JAKARTA, TAMBANG. HARGA minyak naik, kemarin, setelah Cina melakukan sejumlah langkah untuk mendorong perekonomiannya. Faktor lain yang juga memicu kenaikan harga adalah tindakan Saudi Arabia bersama produsen minyak lainnya untuk mengurangi gejolak harga.
Survei Reuters juga menunjukkan, produksi minyak negara-negara anggota OPEC pada Februari ini lebih rendah ketimbang Januari lalu. Situasi ini ikut mempengaruhi sentimen pasar.
Harga minyak Brent untuk penyerahan ke depan diperdagangkan pada US$ 35,97 per barel, naik 87 sen. Minyak West Texas Intermediate (WTI), minyak acuan Amerika Serikat, harganya $33,75 per barel, naik 97 sen.
Pada 11 Februari, harga minyak Brent di bawah US$ 30 per barel. Sejak itu, harga minyak terus naik hingga 17%. Kenaikan yang lumayan, tapi masih jauh dibanding harga 20 bulan lalu, ketika Brent mencapai US$ 11 per barel.
Cina, importir minyak terbesar di dunia, Senin lalu mengurangi jumlah dana tunai yang harus disimpan bank sebagai cadangan –dikenal sebagai reserve requirement ratio. Kebijakan baru ini dinilai akan memberi keleluasaan lebih bagi sektor finansial.
Saudi Arabia, bersama anggota OPEC lainnya, yaitu Venezuela dan Qatar, serta produsen utama yang bukan anggota OPEC yaitu Rusia, merencanakan untuk membekukan produksi minyak pada angka bulan Januari 2016. Menteri Perminyakan Saudi Arabia, Ali Al-Naimi mengatakan, negaranya membutuhkan stabilitas harga minyak. Meski demikian sikap Arab mendapat hambatan dari Iran, yang tetap berkeinginan menambah produksinya hingga mencapai tingkat sebelum sanksi PBB diterapkan.
Pemerintah Saudi Arabia menyatakan, ‘’Kami terus menjaga kontak dengan semua produsen utama untuk menjaga gejolak pasar. Kami menyambut baik setiap tindakan untuk bekerjasama.’’

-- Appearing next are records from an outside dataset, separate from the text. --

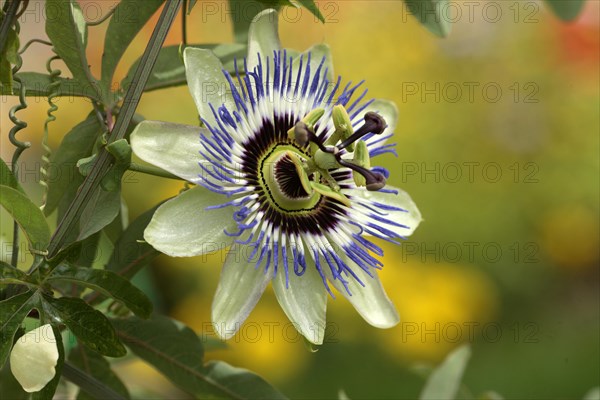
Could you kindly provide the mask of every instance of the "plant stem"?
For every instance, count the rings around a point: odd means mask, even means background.
[[[115,392],[112,388],[68,362],[63,364],[62,376],[79,386],[81,390],[95,399],[125,400],[125,397]]]
[[[123,107],[121,108],[119,118],[109,137],[109,143],[122,139],[125,136],[127,127],[133,118],[135,109],[140,101],[140,97],[146,86],[146,82],[150,77],[154,63],[158,58],[158,54],[165,41],[169,28],[181,6],[181,1],[182,0],[172,0],[165,3],[158,23],[152,32],[152,37],[144,51],[144,55],[135,70],[132,84],[127,89],[127,93],[123,99]],[[50,244],[48,245],[48,258],[53,258],[62,249],[68,233],[79,219],[85,205],[98,189],[100,181],[113,162],[113,156],[106,151],[106,149],[102,149],[98,154],[98,158],[92,166],[90,173],[81,184],[77,196],[75,196],[73,202],[69,205],[67,212],[59,222],[54,235],[52,235],[52,238],[50,239]]]
[[[8,40],[8,30],[14,25],[17,19],[17,10],[20,3],[21,0],[12,0],[5,3],[5,6],[7,6],[6,14],[2,20],[2,25],[0,25],[0,54],[4,51],[4,46]]]
[[[87,26],[100,25],[101,23],[103,23],[104,21],[106,21],[107,19],[109,19],[115,13],[116,9],[117,9],[117,7],[114,6],[113,8],[110,9],[110,11],[108,11],[106,13],[105,16],[101,17],[98,21],[94,21],[94,22],[88,22],[88,21],[86,21],[85,23],[86,23]]]
[[[187,0],[183,0],[183,7],[181,8],[181,41],[183,47],[187,46]]]

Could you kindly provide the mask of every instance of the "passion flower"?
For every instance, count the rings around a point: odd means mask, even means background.
[[[171,256],[231,246],[212,307],[224,339],[269,282],[313,343],[323,341],[330,286],[370,324],[394,326],[373,239],[397,243],[421,220],[410,197],[386,185],[388,171],[372,167],[395,153],[395,105],[366,101],[362,82],[334,80],[324,45],[295,57],[282,50],[274,10],[257,16],[249,37],[233,75],[211,51],[185,49],[203,127],[144,121],[132,134],[141,159],[196,184],[158,208],[145,240]]]

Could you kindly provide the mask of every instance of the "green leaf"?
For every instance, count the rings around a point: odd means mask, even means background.
[[[110,173],[110,170],[109,170]],[[121,210],[121,192],[97,187],[79,219],[77,241],[83,240],[110,224]]]
[[[205,45],[189,45],[188,47],[196,47],[212,50],[213,53],[221,60],[223,67],[230,73],[235,72],[233,60],[242,60],[246,57],[246,44],[205,44]],[[140,60],[137,60],[129,69],[129,73],[121,82],[121,86],[125,89],[131,84],[133,72],[135,71]],[[239,61],[241,62],[241,61]],[[185,67],[179,56],[179,46],[165,46],[160,50],[156,64],[152,69],[152,74],[148,79],[148,83],[144,91],[163,89],[173,86],[181,86],[186,84]]]
[[[152,313],[152,303],[144,292],[111,271],[63,264],[52,271],[46,282],[71,282],[97,290],[120,301],[143,318],[148,318]]]
[[[319,21],[325,23],[325,18],[321,14],[321,10],[315,4],[314,0],[298,0],[298,3],[302,4],[308,11],[310,11],[315,17],[319,18]]]
[[[196,0],[189,0],[188,1],[188,6],[187,6],[187,15],[190,15],[190,13],[192,12],[192,8],[194,8],[194,6],[196,5]]]
[[[4,13],[0,12],[0,21]],[[12,65],[18,64],[19,36],[14,27],[10,27],[6,37],[6,44],[0,54],[0,86],[10,92],[13,89]],[[3,90],[4,91],[4,90]]]
[[[10,400],[28,400],[29,393],[23,390],[19,382],[15,379],[10,370],[10,365],[6,363],[0,368],[0,393],[2,398]]]
[[[0,185],[11,187],[11,188],[18,190],[19,192],[25,194],[25,191],[23,190],[23,188],[17,181],[17,178],[15,178],[15,176],[13,175],[10,168],[8,168],[8,166],[6,165],[4,160],[2,160],[1,158],[0,158]]]
[[[471,348],[468,345],[460,346],[448,354],[442,364],[429,375],[419,399],[455,399],[470,357]]]
[[[19,224],[32,249],[45,250],[50,242],[50,228],[42,211],[23,193],[0,185],[0,204]]]
[[[239,399],[285,399],[286,397],[260,376],[223,361],[210,361],[205,367],[209,379],[218,382],[226,391],[209,392]]]
[[[445,18],[444,11],[448,9],[448,0],[404,0],[410,12],[431,33],[446,37],[450,33],[450,21]]]
[[[96,138],[101,133],[102,127],[98,118],[90,114],[65,135],[50,160],[48,196],[44,206],[46,215],[58,207],[61,199],[74,195],[79,185],[74,185],[73,182],[75,179],[78,179],[79,183],[83,181],[77,170],[77,161],[92,153]]]
[[[65,363],[65,349],[63,347],[62,336],[60,333],[60,329],[56,326],[52,325],[52,330],[54,331],[54,337],[56,338],[56,348],[58,349],[58,361],[56,362],[56,375],[50,382],[44,386],[42,390],[39,392],[34,392],[31,395],[31,400],[52,400],[54,398],[54,393],[56,393],[56,388],[58,387],[58,382],[60,381],[62,375],[62,367]]]
[[[10,353],[15,333],[27,314],[35,308],[38,298],[37,292],[29,291],[0,301],[0,367]]]
[[[144,87],[148,77],[152,71],[158,52],[166,39],[167,33],[173,20],[175,19],[182,0],[173,0],[165,3],[160,14],[158,22],[154,28],[139,67],[135,71],[135,76],[132,79],[136,82],[131,85],[123,99],[123,106],[119,112],[115,125],[112,129],[109,142],[123,139],[127,134],[128,128],[135,115]],[[100,186],[100,182],[106,172],[110,169],[113,158],[102,149],[99,153],[98,162],[90,175],[84,179],[77,195],[66,210],[65,215],[61,218],[60,223],[52,235],[50,244],[48,245],[47,257],[52,259],[65,247],[65,243],[69,239],[69,234],[73,231],[73,227],[80,221],[80,217],[84,211],[84,206],[89,202],[89,199],[94,195],[94,192]]]
[[[20,92],[21,85],[25,86],[26,96],[47,97],[51,93],[52,79],[50,75],[39,72],[19,72],[15,74],[15,77],[18,77],[21,82],[13,82],[14,93]],[[60,83],[58,88],[54,89],[59,97],[88,97],[98,101],[101,100],[95,86],[88,82],[79,82],[75,79],[62,77],[56,77],[55,79]],[[12,95],[13,93],[1,87],[0,94]]]
[[[113,319],[119,338],[135,354],[182,387],[202,368],[202,342],[190,328],[160,315]],[[166,372],[172,370],[170,372]],[[193,380],[193,379],[192,379]],[[193,383],[193,382],[191,382]]]
[[[119,342],[109,320],[85,301],[73,297],[44,296],[44,309],[73,332],[81,343],[108,357],[122,357],[127,351]]]
[[[86,372],[88,375],[98,379],[106,386],[113,389],[115,392],[122,395],[124,398],[129,399],[129,392],[127,388],[119,379],[119,377],[110,368],[110,363],[95,351],[89,350],[85,346],[77,346],[69,353],[69,361],[80,370]],[[83,390],[79,391],[77,400],[91,400],[93,397],[89,396]]]
[[[104,93],[111,90],[115,69],[125,50],[163,2],[163,0],[122,0],[115,7],[115,13],[106,31],[102,54],[100,85]]]
[[[32,279],[25,272],[4,261],[0,261],[0,285],[7,285],[9,283],[27,285],[34,282],[32,282]]]
[[[121,178],[131,165],[131,146],[126,139],[115,140],[106,146],[106,150],[115,158],[115,162],[102,179],[104,190],[113,192],[121,188]]]
[[[2,94],[13,94],[14,84],[12,66],[7,58],[2,57],[0,58],[0,90]]]
[[[144,241],[144,230],[159,206],[160,204],[146,211],[129,224],[115,243],[115,249],[106,265],[107,270],[129,279],[160,254]]]
[[[160,316],[113,320],[121,340],[181,389],[198,398],[283,399],[262,378],[225,363],[203,365],[203,346],[187,327]]]
[[[79,4],[73,0],[47,0],[46,33],[54,51],[67,64],[73,77],[80,82],[91,83],[97,92],[96,80],[85,55],[87,25]]]
[[[596,386],[583,395],[583,400],[600,400],[600,386]]]
[[[546,4],[563,21],[573,21],[583,10],[585,0],[546,0]]]
[[[235,41],[237,43],[248,43],[248,30],[250,29],[250,23],[254,17],[261,11],[272,8],[273,6],[273,2],[265,4],[262,1],[255,0],[229,0]],[[278,7],[276,6],[275,8]]]

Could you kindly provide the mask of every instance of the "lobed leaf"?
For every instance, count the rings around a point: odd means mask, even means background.
[[[27,285],[32,283],[32,279],[20,269],[17,269],[4,261],[0,261],[0,285],[7,285],[10,283]]]
[[[69,361],[86,372],[88,375],[93,376],[115,392],[119,393],[126,399],[129,399],[129,392],[127,387],[123,384],[121,379],[113,372],[110,368],[110,363],[102,357],[102,355],[88,349],[85,346],[77,346],[69,353]],[[83,390],[79,391],[77,400],[91,400],[93,397],[88,395]]]
[[[8,363],[0,367],[0,393],[2,398],[10,400],[29,400],[29,393],[17,382]]]
[[[203,345],[188,327],[161,316],[116,319],[121,340],[181,389],[198,398],[284,399],[259,376],[223,362],[203,364]]]
[[[85,301],[74,297],[43,296],[44,310],[92,350],[108,357],[122,357],[127,351],[117,338],[110,321]]]
[[[63,264],[52,271],[46,282],[71,282],[97,290],[120,301],[142,318],[152,313],[152,303],[144,292],[112,271]]]
[[[10,353],[15,333],[27,314],[38,304],[39,296],[29,291],[0,301],[0,367]]]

Survei Reuters, yang dikeluarkan Senin kemarin menunjukkan stabilnya produksi minyak Saudi Arabia sepanjang Januari lalu. Ini merupakan pertanda baik bahwa negara kerajaan ini akan mematuhi kesepakatan pada 16 Februari untuk menjaga produksi pada tingkat bulan Januari 2016.
Pasokan minyak dari negara-negara anggota OPEC pada Februari berkurang menjadi 32,37 juta barel per hari, dari 32,65 juta barel pada Januari. Angka ini didapatkan Reuters dari data perusahaan tanker, OPEC, konsultan, serta perusahaan perminyakan.

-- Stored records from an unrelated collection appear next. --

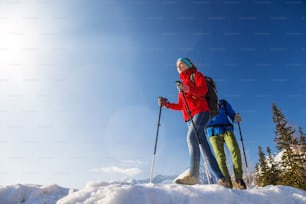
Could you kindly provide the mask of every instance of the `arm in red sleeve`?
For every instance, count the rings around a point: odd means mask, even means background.
[[[182,110],[183,109],[183,103],[181,98],[178,96],[178,102],[177,103],[168,103],[167,108],[172,110]]]

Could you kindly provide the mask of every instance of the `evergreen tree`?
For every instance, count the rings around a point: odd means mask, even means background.
[[[298,165],[296,153],[293,151],[297,144],[295,129],[288,125],[280,109],[273,104],[273,122],[275,123],[276,148],[282,151],[281,171],[279,184],[296,188],[305,188],[303,172]]]
[[[291,148],[292,140],[294,139],[295,130],[288,125],[283,113],[275,104],[272,104],[273,122],[275,123],[275,139],[276,148],[280,151]]]
[[[297,164],[297,173],[300,174],[302,181],[300,182],[300,188],[306,190],[306,135],[301,127],[298,128],[298,139],[296,145],[296,157],[295,163]]]
[[[259,164],[256,165],[256,184],[258,186],[269,185],[268,164],[261,146],[258,146]]]
[[[268,161],[268,170],[267,170],[268,183],[272,185],[277,185],[279,182],[280,171],[277,167],[277,164],[274,161],[270,147],[267,147],[267,153],[268,153],[268,159],[267,159]]]
[[[298,137],[299,151],[303,156],[306,156],[306,135],[304,134],[301,127],[299,127],[299,137]],[[305,158],[304,158],[305,159]]]

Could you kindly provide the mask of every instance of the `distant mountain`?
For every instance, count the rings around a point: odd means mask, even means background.
[[[176,178],[176,175],[156,175],[152,179],[152,183],[155,184],[170,184]],[[123,182],[131,183],[131,184],[145,184],[150,183],[150,179],[134,179],[134,178],[125,178],[122,180]]]
[[[171,184],[171,183],[173,183],[173,181],[176,178],[182,177],[188,171],[189,171],[189,169],[186,169],[184,172],[182,172],[179,175],[156,175],[156,176],[153,177],[152,183],[154,183],[154,184]],[[214,178],[212,178],[212,180],[213,180],[212,183],[216,183]],[[123,181],[127,182],[127,183],[132,183],[132,184],[145,184],[145,183],[149,183],[150,179],[149,178],[146,178],[146,179],[125,178],[125,179],[123,179]],[[202,166],[200,167],[200,182],[202,184],[208,184],[205,169]]]

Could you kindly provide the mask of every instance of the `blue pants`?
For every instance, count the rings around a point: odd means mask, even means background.
[[[196,126],[198,136],[201,142],[201,147],[203,149],[203,153],[208,160],[209,166],[217,179],[224,178],[216,158],[211,152],[210,146],[207,142],[204,128],[209,119],[208,112],[201,112],[193,116],[193,122]],[[190,173],[194,177],[199,177],[199,169],[200,169],[200,147],[199,141],[196,136],[196,132],[194,126],[191,121],[188,123],[188,132],[187,132],[187,144],[189,148],[190,155]]]

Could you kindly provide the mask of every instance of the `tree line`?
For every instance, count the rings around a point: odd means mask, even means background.
[[[306,135],[301,127],[295,129],[273,103],[276,149],[281,159],[275,160],[270,147],[266,154],[258,147],[259,161],[255,167],[257,186],[285,185],[306,190]]]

Sebagian besar penurunan produksi itu tak terjadi suka rela. Pengurangan terbesar terjadi di Irak, anggota OPEC yang pertumbuhan pasokan minyak mentahnya terbesar pada 2015. Berkuranganya pasokan karena terjadi masalah pada pipa pengalir minyak yang melewati wilayak Kurdi yang tengah dilanda konflik.
Media CNBC memberitakan, berlawanan dengan Irak, negara tetangganya, Iran, malah menambah produksinya menjadi 1,75 juta barel per hari, membuat pasar semakin kelebihan pasokan.
Rusia, yang juga terganggu oleh rendahnya harga minyak, juga bertindak. Selasa ini Presiden Vladimir Putin mengundang seluruh eksekutif puncak perusahaan minyak di Rusia untuk membicarakan persoalan rendahnya harga.
‘’Masih banyak hal yang bisa membuat harga turun. Tetapi minyak dari Amerika tampaknya telah melewati titik paling buruk. Harga minyak mentah akan naik,’’ kata Richard Gorry, Direktur JBC Energy Asia, perusahaan konsultan energi yang berpusat di Wina, Austria.
Foto: Pompa angguk untuk sumur minyak West Texas Intermediate, di Texas, Amerika Serikat.